Under 11 U.S.C. Section 362(e), the 30-day for the final hearing on a motion for relief from the automatic stay may be extended beyond that period only by agreement of the parties or if the court finds that such continuance is required by "compelling circumstances." This is to avoid what Judge Rogers referred to as "injunction by continuance" in Mutual Benefit Life Insurance v. Stanley Station, supra. The legislative history of this section indicates that Congress intended to "make clear that a final hearing must be commenced within thirty days after the preliminary hearing is held to determine whether a creditor will be entitled to relief from the automatic stay." The legislative history also states that "it is anticipated that the rules of bankruptcy procedure provide that such final hearing receive priority on the court calender." In the case of In re: Pettibone Corp, 110 Bankr. 848 (B.C.D.Ill. 1990), the court there stated that the compelling circumstances rule should be used sparingly, and suggested that such circumstances might be limited to some showing of bad faith on the part of the creditor or other entity requesting stay relief. The court in Pettibone used a hypothetical situation of a creditor who had intentionally violated the stay order prior to seeking stay relief.

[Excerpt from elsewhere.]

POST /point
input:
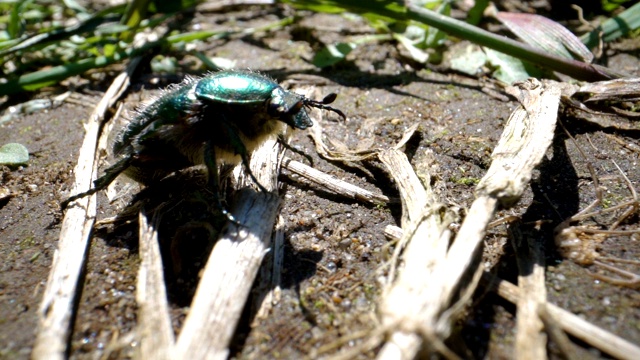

Other courts used the phrase "compelling circumstances" in discussing various stay relief issues that are not within the ambit of the 362(e) language as it relates to the time for the final hearing on stay relief matters. For example, the Bankruptcy Appeals Panel for the 9th Circuit stated that a request by the Internal Revenue Service for setoff of a debt owed to the IRS against a tax refund due the debtor could be denied only upon a showing by the debtor of "compelling circumstances." In re: Medina, 205 Bankr. 216 1996). In the case of In re: Inslaw, 81 Bankr. 169 (1987), the court there held that compelling circumstances must be shown to preclude setoff of a security deposit held by landlord where the pre-petition obligation is owed to the landlord by the debtor. These courts appear to latch onto the "compelling circumstances" language of 362(e) and using it in situations involving stay relief matters which have nothing to do with the issue of continuing a final hearing on the stay relief motion beyond the maximum thirty days prescribed by Section 362.